Reba, who had retired to Bradenton with her husband, Dale, years after he had sold his interest in Rust Monument Works in 1963, had discovered several other former Columbus residents had chosen to live in Florida after retiring. She also knew others who “wintered” in Florida, returning to Columbus when the temperatures climbed back to warm.
There’s no record of how many crowded into Reba’s mobile home that first year, but it was enough to warrant a second reunion a year later. The event’s been ongoing ever since.

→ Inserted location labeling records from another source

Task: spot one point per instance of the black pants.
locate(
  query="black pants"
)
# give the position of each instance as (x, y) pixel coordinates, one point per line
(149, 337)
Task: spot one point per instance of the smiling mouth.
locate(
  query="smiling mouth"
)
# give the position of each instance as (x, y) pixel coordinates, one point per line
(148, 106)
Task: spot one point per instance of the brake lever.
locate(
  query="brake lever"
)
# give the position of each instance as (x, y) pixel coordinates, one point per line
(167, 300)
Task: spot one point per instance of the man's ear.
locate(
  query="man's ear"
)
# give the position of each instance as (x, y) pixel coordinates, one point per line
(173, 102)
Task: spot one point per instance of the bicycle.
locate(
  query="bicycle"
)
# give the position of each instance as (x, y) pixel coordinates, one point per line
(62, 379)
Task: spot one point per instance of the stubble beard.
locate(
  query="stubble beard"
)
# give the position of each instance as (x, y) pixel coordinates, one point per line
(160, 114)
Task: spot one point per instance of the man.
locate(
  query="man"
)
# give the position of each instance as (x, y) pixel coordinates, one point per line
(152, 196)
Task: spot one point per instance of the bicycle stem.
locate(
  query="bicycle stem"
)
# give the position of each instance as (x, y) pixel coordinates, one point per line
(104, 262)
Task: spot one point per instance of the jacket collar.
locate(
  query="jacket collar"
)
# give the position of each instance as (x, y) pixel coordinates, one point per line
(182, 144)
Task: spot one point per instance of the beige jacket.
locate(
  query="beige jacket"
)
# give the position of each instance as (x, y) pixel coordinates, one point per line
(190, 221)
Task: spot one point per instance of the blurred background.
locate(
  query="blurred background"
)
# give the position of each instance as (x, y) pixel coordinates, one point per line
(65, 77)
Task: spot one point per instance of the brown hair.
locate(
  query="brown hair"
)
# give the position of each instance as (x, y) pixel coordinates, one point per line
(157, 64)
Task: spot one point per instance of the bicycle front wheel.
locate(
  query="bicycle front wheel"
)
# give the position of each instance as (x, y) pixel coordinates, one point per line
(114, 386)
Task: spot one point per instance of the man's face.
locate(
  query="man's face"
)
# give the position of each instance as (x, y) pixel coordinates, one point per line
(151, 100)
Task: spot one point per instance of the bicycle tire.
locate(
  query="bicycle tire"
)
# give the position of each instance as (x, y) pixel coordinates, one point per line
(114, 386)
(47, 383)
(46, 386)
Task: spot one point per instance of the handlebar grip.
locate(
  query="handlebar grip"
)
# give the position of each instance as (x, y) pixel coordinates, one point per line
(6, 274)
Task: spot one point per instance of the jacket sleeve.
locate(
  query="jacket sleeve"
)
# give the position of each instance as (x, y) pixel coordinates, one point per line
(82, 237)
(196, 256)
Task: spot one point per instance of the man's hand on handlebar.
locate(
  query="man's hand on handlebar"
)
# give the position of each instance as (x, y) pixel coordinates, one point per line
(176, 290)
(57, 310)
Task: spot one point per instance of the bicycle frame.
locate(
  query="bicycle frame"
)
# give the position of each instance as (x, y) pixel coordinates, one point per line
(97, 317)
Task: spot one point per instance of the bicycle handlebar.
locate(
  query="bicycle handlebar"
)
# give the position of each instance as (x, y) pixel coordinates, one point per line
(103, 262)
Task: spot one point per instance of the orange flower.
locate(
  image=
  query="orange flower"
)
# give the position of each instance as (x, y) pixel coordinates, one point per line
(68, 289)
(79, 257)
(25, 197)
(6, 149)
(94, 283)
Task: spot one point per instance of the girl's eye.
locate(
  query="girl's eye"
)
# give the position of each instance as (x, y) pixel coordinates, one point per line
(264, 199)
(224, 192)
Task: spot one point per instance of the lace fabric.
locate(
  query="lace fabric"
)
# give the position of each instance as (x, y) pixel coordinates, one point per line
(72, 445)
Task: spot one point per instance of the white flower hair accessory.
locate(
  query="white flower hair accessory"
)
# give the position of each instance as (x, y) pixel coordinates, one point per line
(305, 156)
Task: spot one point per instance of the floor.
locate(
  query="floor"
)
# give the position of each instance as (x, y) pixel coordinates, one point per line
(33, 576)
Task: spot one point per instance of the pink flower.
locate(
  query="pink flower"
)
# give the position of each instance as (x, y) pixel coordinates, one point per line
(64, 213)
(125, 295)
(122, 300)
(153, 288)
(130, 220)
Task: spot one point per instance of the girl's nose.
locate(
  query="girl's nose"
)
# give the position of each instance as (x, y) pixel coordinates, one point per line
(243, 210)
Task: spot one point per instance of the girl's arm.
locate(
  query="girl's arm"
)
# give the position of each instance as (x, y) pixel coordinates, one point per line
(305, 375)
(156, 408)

It’s been conducted at several locales over the years. It moved from Bradenton after Reba returned to Columbus following the death of her husband in 1979. One of the most popular locales was Venice, home to several Columbus Snowbirds.
Part of the coming full circle aspect of the reunion is that Wednesday’s event was in Bradenton. That was only one segment of the circle. The hostess for this year’s event was Mary Brockman Bender.

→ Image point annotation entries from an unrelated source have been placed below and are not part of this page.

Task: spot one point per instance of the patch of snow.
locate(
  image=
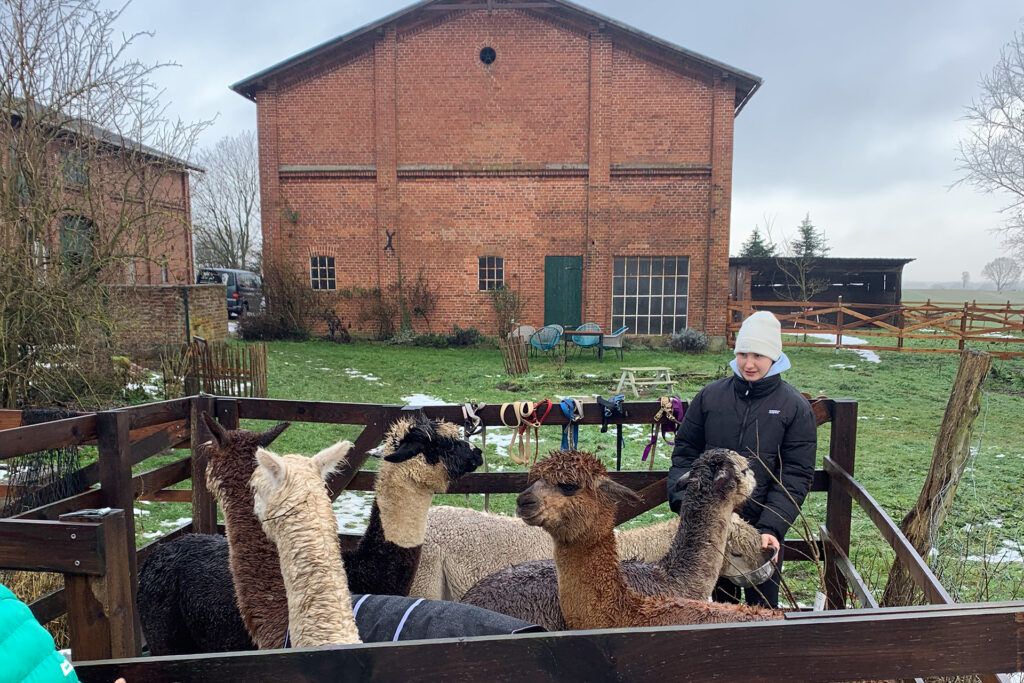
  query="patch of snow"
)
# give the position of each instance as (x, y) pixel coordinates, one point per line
(363, 376)
(351, 509)
(867, 355)
(1011, 552)
(423, 399)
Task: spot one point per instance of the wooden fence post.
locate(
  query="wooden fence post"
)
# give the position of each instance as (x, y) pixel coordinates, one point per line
(101, 615)
(839, 508)
(114, 446)
(204, 505)
(948, 460)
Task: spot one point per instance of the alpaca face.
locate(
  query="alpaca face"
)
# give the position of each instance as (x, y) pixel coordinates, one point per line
(230, 456)
(570, 496)
(723, 474)
(283, 483)
(435, 453)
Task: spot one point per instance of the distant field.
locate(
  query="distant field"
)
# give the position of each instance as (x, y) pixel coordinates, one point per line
(960, 296)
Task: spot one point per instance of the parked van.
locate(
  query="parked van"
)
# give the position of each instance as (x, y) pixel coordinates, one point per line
(245, 289)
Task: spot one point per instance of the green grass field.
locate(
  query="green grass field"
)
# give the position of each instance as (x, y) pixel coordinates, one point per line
(901, 402)
(1016, 298)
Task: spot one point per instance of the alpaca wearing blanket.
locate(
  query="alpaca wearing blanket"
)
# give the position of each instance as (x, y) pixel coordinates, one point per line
(290, 501)
(384, 562)
(710, 540)
(572, 499)
(186, 599)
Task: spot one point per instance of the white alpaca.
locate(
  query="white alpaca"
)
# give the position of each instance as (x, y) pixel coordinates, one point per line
(293, 506)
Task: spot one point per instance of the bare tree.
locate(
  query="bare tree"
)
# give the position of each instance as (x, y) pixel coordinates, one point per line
(87, 179)
(991, 156)
(1003, 271)
(225, 204)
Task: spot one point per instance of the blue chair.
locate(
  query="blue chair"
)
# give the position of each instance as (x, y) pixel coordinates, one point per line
(546, 338)
(614, 340)
(588, 341)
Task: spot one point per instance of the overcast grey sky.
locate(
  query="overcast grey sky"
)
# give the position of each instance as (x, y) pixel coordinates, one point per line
(856, 123)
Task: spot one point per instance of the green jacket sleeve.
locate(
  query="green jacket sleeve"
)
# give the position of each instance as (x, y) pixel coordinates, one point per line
(27, 649)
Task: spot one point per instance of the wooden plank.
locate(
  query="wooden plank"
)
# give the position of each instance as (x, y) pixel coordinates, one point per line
(101, 614)
(151, 482)
(38, 545)
(204, 505)
(50, 606)
(56, 434)
(853, 578)
(839, 507)
(859, 645)
(89, 499)
(921, 572)
(158, 413)
(121, 581)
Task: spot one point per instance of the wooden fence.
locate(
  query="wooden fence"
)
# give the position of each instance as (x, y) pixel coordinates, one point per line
(95, 552)
(936, 328)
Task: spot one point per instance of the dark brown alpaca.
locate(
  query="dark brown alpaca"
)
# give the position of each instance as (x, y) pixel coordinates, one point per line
(572, 499)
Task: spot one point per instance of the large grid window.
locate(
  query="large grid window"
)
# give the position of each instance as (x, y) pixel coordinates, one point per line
(322, 272)
(649, 293)
(492, 272)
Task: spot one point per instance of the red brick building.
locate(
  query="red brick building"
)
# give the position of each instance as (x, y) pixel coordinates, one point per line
(536, 144)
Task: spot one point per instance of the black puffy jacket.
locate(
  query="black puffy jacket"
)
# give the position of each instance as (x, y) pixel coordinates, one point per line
(769, 422)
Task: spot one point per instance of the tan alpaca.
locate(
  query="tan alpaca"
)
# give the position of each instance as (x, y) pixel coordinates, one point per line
(572, 499)
(293, 506)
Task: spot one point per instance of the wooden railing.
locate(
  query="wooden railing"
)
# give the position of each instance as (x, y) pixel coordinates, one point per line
(96, 554)
(935, 328)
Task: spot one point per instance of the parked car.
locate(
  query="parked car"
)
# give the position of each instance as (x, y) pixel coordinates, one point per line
(245, 289)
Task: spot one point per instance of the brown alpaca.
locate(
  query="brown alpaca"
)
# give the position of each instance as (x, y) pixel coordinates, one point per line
(573, 500)
(292, 504)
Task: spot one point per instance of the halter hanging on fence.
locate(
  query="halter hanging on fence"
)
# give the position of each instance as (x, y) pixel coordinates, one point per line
(572, 410)
(667, 420)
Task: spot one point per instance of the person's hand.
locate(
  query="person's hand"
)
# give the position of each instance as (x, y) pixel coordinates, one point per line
(769, 541)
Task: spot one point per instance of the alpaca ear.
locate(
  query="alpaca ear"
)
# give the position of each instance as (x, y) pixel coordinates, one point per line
(619, 493)
(407, 450)
(328, 459)
(272, 465)
(266, 438)
(218, 431)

Before the Rusts moved to Florida, their place of business — Rust Monument Works — was directly across the street from Garland Brook Cemetery, obviously the final resting place for many of their monuments. One of the founding fathers of the cemetery was William Brockman, who also served as its superintendent for several years. Later his son, William Thomas Brockman, stepped into that role. The elder Brockman was Mary Bender’s grandfather, the younger was her father.
What Reba started, many others continued. For many years it was staged in Venice by Hobart and Winnie Nicholson. Hobart was a former circulation director at what was then called The Columbus Evening Republican. Eventually they passed the role on to their son, Bob, and his wife, Shirley.
Attendance was all over the board throughout its history. One memorable get-together drew 180 people with various ties to Columbus. This year’s crowd was around 50, according to Mary, but that was due in large part to the fact that no notices were mailed out in advance.
There have been times when some of the organizers became discouraged with sub-par turnouts, and there was even a discussion to call it quits back in 1995.
“We were down to 98 members and only had $98 in the treasury,” Bob Nicholson recalled years later. “We decided to make an extra effort. We sent out press releases, developed a mailing list and sent reminders to people who had been to past reunions. We had 115 show up for the next meeting.”
The crowds have been smaller in recent years, but turnarounds like that engineered in 1995 demonstrate there can be an upside in cycles.
The group at this year’s reunion has already begun planning next year’s reunion — Feb 19, 2014, from 11 a.m. to 2 p.m. at Duff’s Diner in
Mary will be coordinating the event and can be reached by phone at 914-722-9889.
Who knows? Maybe this is the start of another circle.